4. Stranger Things isn’t the first major pop culture institution to launch an unlikely old song back to the Hot 100 this year — The Batman did it with Nirvana’s non-single “Something in the Way” a couple months ago. What’s another movie, TV show or other major entertainment property you could see having a similarly galvanizing effect on a catalog song’s assumption in the near future?

Katie Bain: Succession has played around with syncs — I’m looking at Kendall sonically bombing the Waystar Royco town hall meeting with Nirvana’s “Rape Me” and his “Bangers Only” birthday playlist — and I think if the show leaned into a full sync, the show’s many ravenous fans could push it up the chart.

Lyndsey Havens: We saw it with Euphoria plenty, and I’m sure we will again. It almost seems like the tides of music supervision are shifting, and it’s less about discovering what’s new and more what dusting off what’s older to be discovered again.

Gil Kaufman: As a huge Peacemaker fan who has delved into creator James Gunn’s insanely detailed musical mind, I think that show’s second season — tentatively slated for early 2023 — could definitely mine some forgotten/underappreciated hair metal gem from today or yesterday and turn it into chart gold.

Jason Lipshutz: Instead of selecting some mass-media IP like a Marvel franchise, let’s go with I Wanna Dance With Somebody, the upcoming Whitney Houston biopic. A little over 10 years after her passing, the time is right for a revival of the impossibly rich Whitney Houston catalog – maybe the film features one song in particular, or sends the world returning to her many hits, a la Queen and Bohemian Rhapsody. Either way, sign me up.

Andrew UnterbergerEuphoria is probably the best answer here, but let me dream here about two upcoming sequels/reboots: I’d love to see a major Kid n’ Play bump from the upcoming House Party redo, or a big look in Creed III leading to a revival of Rocky III’s classic pump-up theme, Survivor’s “Eye of the Tiger.”

5. OK, you’re an advisor to the music supervisor for the upcoming second half of Stranger Things’ final season, and you’re getting a lot of pressure from the suits upstairs to create “another Kate Bush moment.” Which ’80s song (or artist) are you betting big on?

Katie Bain: I know it was already used (somewhat inexplicably!) in the end credits of a The Marvelous Mrs. Maisel episode, but Siouxsie & The Banshees’ haunting indie anthem “Cities In Dust” — released in 1986, the same year this current episode of Stranger Things takes place in — would be a killer, sort of Kate-adjacent and perhaps thematically appropriate soundtrack for whatever ends up happening in Hawkins, Indiana.

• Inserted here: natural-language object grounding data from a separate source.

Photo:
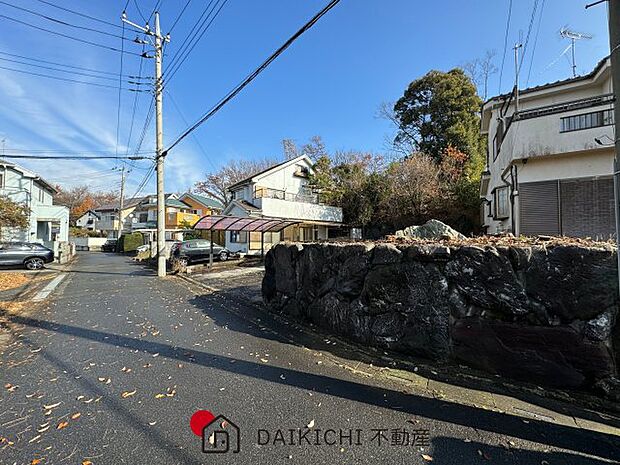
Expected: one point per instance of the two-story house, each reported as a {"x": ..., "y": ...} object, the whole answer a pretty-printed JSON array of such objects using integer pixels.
[
  {"x": 48, "y": 223},
  {"x": 281, "y": 191},
  {"x": 550, "y": 161},
  {"x": 109, "y": 217},
  {"x": 88, "y": 221}
]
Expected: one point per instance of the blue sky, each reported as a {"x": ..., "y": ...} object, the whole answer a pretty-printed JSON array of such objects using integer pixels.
[{"x": 329, "y": 83}]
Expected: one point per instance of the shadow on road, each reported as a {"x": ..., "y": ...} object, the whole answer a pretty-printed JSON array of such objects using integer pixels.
[
  {"x": 236, "y": 298},
  {"x": 446, "y": 449},
  {"x": 585, "y": 441}
]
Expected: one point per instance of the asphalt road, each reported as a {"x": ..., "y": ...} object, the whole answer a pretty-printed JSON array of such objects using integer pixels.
[{"x": 113, "y": 367}]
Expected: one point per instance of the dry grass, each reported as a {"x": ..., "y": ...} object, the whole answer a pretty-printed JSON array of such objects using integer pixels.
[{"x": 12, "y": 280}]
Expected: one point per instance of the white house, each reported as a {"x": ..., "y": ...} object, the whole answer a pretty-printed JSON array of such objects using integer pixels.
[
  {"x": 550, "y": 162},
  {"x": 49, "y": 223},
  {"x": 88, "y": 221},
  {"x": 281, "y": 191}
]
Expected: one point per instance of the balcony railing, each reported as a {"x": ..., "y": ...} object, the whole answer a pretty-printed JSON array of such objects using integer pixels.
[{"x": 267, "y": 193}]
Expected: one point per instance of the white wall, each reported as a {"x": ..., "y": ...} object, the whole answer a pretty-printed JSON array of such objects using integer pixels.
[
  {"x": 539, "y": 150},
  {"x": 300, "y": 210}
]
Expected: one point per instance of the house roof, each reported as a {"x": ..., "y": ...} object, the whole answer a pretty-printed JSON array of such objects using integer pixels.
[
  {"x": 29, "y": 174},
  {"x": 599, "y": 66},
  {"x": 206, "y": 201},
  {"x": 128, "y": 203},
  {"x": 265, "y": 171},
  {"x": 176, "y": 203},
  {"x": 92, "y": 212}
]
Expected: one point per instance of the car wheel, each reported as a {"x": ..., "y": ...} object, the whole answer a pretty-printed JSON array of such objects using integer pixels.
[{"x": 34, "y": 263}]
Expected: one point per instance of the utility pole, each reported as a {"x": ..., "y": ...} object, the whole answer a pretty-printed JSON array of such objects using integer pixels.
[
  {"x": 120, "y": 204},
  {"x": 614, "y": 41},
  {"x": 159, "y": 137},
  {"x": 516, "y": 49}
]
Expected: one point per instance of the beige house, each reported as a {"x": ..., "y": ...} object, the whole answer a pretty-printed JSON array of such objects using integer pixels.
[
  {"x": 550, "y": 162},
  {"x": 282, "y": 192}
]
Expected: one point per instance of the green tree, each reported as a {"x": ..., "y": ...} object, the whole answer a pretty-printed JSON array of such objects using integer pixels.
[
  {"x": 13, "y": 214},
  {"x": 439, "y": 111}
]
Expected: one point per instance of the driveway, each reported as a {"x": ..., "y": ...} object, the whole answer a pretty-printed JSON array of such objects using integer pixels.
[{"x": 111, "y": 369}]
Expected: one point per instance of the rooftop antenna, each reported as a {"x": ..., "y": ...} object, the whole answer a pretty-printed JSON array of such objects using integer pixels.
[{"x": 574, "y": 36}]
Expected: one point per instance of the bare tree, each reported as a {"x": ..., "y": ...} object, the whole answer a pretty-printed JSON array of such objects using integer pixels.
[
  {"x": 480, "y": 70},
  {"x": 216, "y": 183},
  {"x": 315, "y": 149}
]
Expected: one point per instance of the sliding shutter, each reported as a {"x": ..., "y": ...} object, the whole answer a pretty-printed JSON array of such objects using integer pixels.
[
  {"x": 539, "y": 208},
  {"x": 588, "y": 208}
]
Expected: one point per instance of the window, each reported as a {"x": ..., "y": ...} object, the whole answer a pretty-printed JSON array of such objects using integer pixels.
[
  {"x": 238, "y": 237},
  {"x": 587, "y": 120},
  {"x": 502, "y": 204}
]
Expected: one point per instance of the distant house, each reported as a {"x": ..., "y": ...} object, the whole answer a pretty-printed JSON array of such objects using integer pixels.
[
  {"x": 550, "y": 162},
  {"x": 281, "y": 191},
  {"x": 109, "y": 217},
  {"x": 181, "y": 214},
  {"x": 202, "y": 205},
  {"x": 48, "y": 223},
  {"x": 88, "y": 221}
]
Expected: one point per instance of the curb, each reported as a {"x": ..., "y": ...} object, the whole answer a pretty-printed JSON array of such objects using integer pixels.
[{"x": 408, "y": 374}]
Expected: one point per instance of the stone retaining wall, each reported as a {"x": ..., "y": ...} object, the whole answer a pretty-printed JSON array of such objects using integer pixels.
[{"x": 546, "y": 315}]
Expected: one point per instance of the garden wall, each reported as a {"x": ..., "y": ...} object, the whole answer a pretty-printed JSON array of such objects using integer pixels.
[{"x": 544, "y": 313}]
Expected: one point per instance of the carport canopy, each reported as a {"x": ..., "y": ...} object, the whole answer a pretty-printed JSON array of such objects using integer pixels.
[{"x": 243, "y": 223}]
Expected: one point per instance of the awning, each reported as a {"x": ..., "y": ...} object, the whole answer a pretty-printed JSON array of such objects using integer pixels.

Lyndsey Havens: If I were an advisor to the music supervisor, I’d declare we should think outside the ’80s… and pitch a song from the mid-’70s: “Crazy on You.” A personal favorite by the Wilson sisters-fronted outfit Heart, the song only hit No. 36 on the Hot 100 in 1976. But with the right scene, or perhaps singular mood that comes up throughout various scenes, I can see a new generation of vengeful teens grasping onto this one.

Gil Kaufman: I’m torn here, so I’m going to cheat. The very first thing that came to mind was Toni Basil’s “Mickey,” because it’s so silly and hyped and such a perfect 1980s one-off smash that would match the Ocean Pacific/International male fashion vibe of this season. That said, given what the show runners have said about Will’s journey to possibly coming out on the show, I would absolutely love to see Bronski Beat’s “Smalltown Boy” (or “Why”) blow up on the charts.

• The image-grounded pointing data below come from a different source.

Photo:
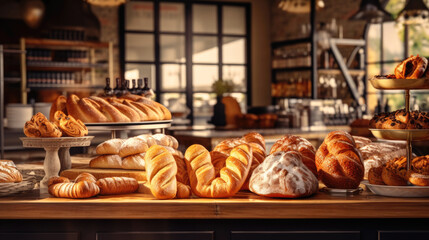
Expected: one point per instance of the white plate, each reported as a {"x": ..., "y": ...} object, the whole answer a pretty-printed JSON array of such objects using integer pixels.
[{"x": 398, "y": 191}]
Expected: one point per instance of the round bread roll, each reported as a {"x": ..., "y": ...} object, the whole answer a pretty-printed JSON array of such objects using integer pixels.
[
  {"x": 299, "y": 144},
  {"x": 283, "y": 174},
  {"x": 339, "y": 162}
]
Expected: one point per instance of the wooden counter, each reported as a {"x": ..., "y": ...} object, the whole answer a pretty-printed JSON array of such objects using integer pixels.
[{"x": 244, "y": 205}]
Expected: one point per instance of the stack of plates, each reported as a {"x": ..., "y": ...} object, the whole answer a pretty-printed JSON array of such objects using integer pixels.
[{"x": 17, "y": 114}]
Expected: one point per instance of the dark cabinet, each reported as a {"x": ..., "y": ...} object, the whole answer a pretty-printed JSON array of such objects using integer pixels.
[{"x": 296, "y": 235}]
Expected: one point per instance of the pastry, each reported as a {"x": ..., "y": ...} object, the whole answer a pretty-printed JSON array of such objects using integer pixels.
[
  {"x": 62, "y": 187},
  {"x": 299, "y": 144},
  {"x": 117, "y": 185},
  {"x": 339, "y": 162},
  {"x": 9, "y": 173},
  {"x": 204, "y": 182},
  {"x": 161, "y": 172},
  {"x": 411, "y": 68},
  {"x": 106, "y": 161},
  {"x": 283, "y": 175},
  {"x": 111, "y": 146}
]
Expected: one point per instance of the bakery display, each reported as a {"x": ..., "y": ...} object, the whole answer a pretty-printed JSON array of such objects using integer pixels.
[
  {"x": 255, "y": 140},
  {"x": 202, "y": 177},
  {"x": 9, "y": 173},
  {"x": 400, "y": 119},
  {"x": 299, "y": 144},
  {"x": 61, "y": 126},
  {"x": 283, "y": 175},
  {"x": 127, "y": 108},
  {"x": 339, "y": 162}
]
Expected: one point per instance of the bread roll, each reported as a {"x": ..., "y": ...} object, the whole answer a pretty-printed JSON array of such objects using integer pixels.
[
  {"x": 299, "y": 144},
  {"x": 202, "y": 173},
  {"x": 117, "y": 185},
  {"x": 106, "y": 161},
  {"x": 135, "y": 162},
  {"x": 283, "y": 175},
  {"x": 161, "y": 172},
  {"x": 339, "y": 162},
  {"x": 111, "y": 146}
]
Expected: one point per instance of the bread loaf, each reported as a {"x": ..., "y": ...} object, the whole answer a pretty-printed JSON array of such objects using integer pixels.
[
  {"x": 202, "y": 173},
  {"x": 298, "y": 144},
  {"x": 135, "y": 162},
  {"x": 117, "y": 185},
  {"x": 339, "y": 162},
  {"x": 106, "y": 161},
  {"x": 62, "y": 187},
  {"x": 111, "y": 146},
  {"x": 283, "y": 175},
  {"x": 161, "y": 172}
]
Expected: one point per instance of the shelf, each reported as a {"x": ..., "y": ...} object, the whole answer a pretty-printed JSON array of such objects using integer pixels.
[
  {"x": 62, "y": 86},
  {"x": 63, "y": 66},
  {"x": 64, "y": 43},
  {"x": 290, "y": 42}
]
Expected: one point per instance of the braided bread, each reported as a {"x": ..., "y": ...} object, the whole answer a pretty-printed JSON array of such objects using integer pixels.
[
  {"x": 202, "y": 173},
  {"x": 283, "y": 174},
  {"x": 339, "y": 162},
  {"x": 117, "y": 185},
  {"x": 299, "y": 144}
]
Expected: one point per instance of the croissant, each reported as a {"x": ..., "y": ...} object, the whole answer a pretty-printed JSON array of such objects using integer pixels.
[
  {"x": 62, "y": 187},
  {"x": 339, "y": 162},
  {"x": 202, "y": 173},
  {"x": 161, "y": 172},
  {"x": 117, "y": 185}
]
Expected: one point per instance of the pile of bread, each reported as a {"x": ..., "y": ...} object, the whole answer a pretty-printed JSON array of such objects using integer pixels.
[
  {"x": 127, "y": 108},
  {"x": 60, "y": 125}
]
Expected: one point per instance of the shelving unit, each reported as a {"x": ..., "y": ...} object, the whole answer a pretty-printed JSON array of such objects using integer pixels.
[{"x": 53, "y": 66}]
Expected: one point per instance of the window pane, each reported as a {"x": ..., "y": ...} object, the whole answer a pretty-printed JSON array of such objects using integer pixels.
[
  {"x": 205, "y": 50},
  {"x": 139, "y": 47},
  {"x": 136, "y": 71},
  {"x": 419, "y": 39},
  {"x": 373, "y": 42},
  {"x": 172, "y": 17},
  {"x": 204, "y": 18},
  {"x": 234, "y": 20},
  {"x": 203, "y": 76},
  {"x": 238, "y": 76},
  {"x": 176, "y": 103},
  {"x": 173, "y": 77},
  {"x": 139, "y": 16},
  {"x": 203, "y": 107},
  {"x": 393, "y": 44},
  {"x": 234, "y": 50},
  {"x": 172, "y": 48}
]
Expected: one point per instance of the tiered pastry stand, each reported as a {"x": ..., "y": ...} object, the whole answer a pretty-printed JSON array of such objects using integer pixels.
[
  {"x": 114, "y": 127},
  {"x": 52, "y": 163},
  {"x": 408, "y": 135}
]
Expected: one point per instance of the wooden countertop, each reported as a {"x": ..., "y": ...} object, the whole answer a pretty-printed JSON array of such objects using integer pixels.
[{"x": 244, "y": 205}]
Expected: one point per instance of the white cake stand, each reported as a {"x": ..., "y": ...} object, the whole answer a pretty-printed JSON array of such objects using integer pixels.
[{"x": 52, "y": 164}]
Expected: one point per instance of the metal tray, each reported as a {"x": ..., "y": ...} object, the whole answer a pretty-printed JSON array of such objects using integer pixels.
[
  {"x": 401, "y": 134},
  {"x": 399, "y": 84},
  {"x": 108, "y": 126},
  {"x": 398, "y": 191}
]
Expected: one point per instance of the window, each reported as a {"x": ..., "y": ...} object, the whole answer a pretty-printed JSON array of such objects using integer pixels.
[
  {"x": 388, "y": 44},
  {"x": 183, "y": 47}
]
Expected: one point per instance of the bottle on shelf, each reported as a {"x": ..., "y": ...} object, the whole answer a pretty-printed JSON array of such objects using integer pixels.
[
  {"x": 108, "y": 91},
  {"x": 147, "y": 91},
  {"x": 117, "y": 89}
]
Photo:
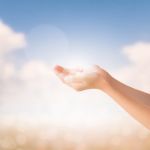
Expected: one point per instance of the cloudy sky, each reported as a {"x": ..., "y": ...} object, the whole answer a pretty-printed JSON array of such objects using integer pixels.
[{"x": 34, "y": 36}]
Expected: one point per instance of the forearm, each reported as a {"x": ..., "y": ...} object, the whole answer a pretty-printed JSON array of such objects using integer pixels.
[{"x": 135, "y": 102}]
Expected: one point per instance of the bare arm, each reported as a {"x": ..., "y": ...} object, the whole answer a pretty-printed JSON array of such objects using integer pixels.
[{"x": 135, "y": 102}]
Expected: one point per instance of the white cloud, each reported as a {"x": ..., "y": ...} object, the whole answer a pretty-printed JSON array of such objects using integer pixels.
[{"x": 34, "y": 90}]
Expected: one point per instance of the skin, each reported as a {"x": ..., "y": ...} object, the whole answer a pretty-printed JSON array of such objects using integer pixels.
[{"x": 135, "y": 102}]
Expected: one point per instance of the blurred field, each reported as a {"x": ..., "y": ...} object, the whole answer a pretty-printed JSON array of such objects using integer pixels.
[{"x": 45, "y": 137}]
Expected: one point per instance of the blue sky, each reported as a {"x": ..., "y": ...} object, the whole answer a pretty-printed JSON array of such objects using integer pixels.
[
  {"x": 66, "y": 32},
  {"x": 106, "y": 25}
]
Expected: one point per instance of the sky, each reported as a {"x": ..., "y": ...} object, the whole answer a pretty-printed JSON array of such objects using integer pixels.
[{"x": 35, "y": 35}]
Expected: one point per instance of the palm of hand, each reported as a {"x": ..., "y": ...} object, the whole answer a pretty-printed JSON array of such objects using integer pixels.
[{"x": 79, "y": 79}]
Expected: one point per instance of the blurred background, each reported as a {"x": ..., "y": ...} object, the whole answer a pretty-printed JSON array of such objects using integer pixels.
[{"x": 37, "y": 111}]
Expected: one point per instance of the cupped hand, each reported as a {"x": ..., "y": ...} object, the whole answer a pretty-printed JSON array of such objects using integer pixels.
[{"x": 82, "y": 78}]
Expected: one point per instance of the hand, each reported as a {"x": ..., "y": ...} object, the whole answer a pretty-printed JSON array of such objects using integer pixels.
[{"x": 83, "y": 78}]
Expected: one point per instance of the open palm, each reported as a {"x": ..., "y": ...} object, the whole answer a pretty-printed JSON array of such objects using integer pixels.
[{"x": 80, "y": 78}]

Jason Lipshutz: The new season of Stranger Things is set during spring break, 1986… a few weeks before Pet Shop Boys’ synth-pop classic “West End Girls” reached the top of the Hot 100 chart. If Neil Tennant’s warble can’t get Vecna grooving, nothing can.

Andrew Unterberger: Following my “widely beloved songs that relatively few casual pop listeners in the U.S. actually know” model — how about The Smiths’ “There Is a Light That Never Goes Out”? It’s got it all: doomed romance, death wishes, feelings of alienation, and an absolutely unforgettable chorus. Just imagine the song’s sweeping strings playing out over a closing montage of the Stranger Things kids (well, young adults) saying their final goodbyes — even if you’ve never seen the show, you’re probably getting a little misty-eyed right now. Just gotta hope that Morrissey keeps his mouth shut in real life and doesn’t ruin the moment.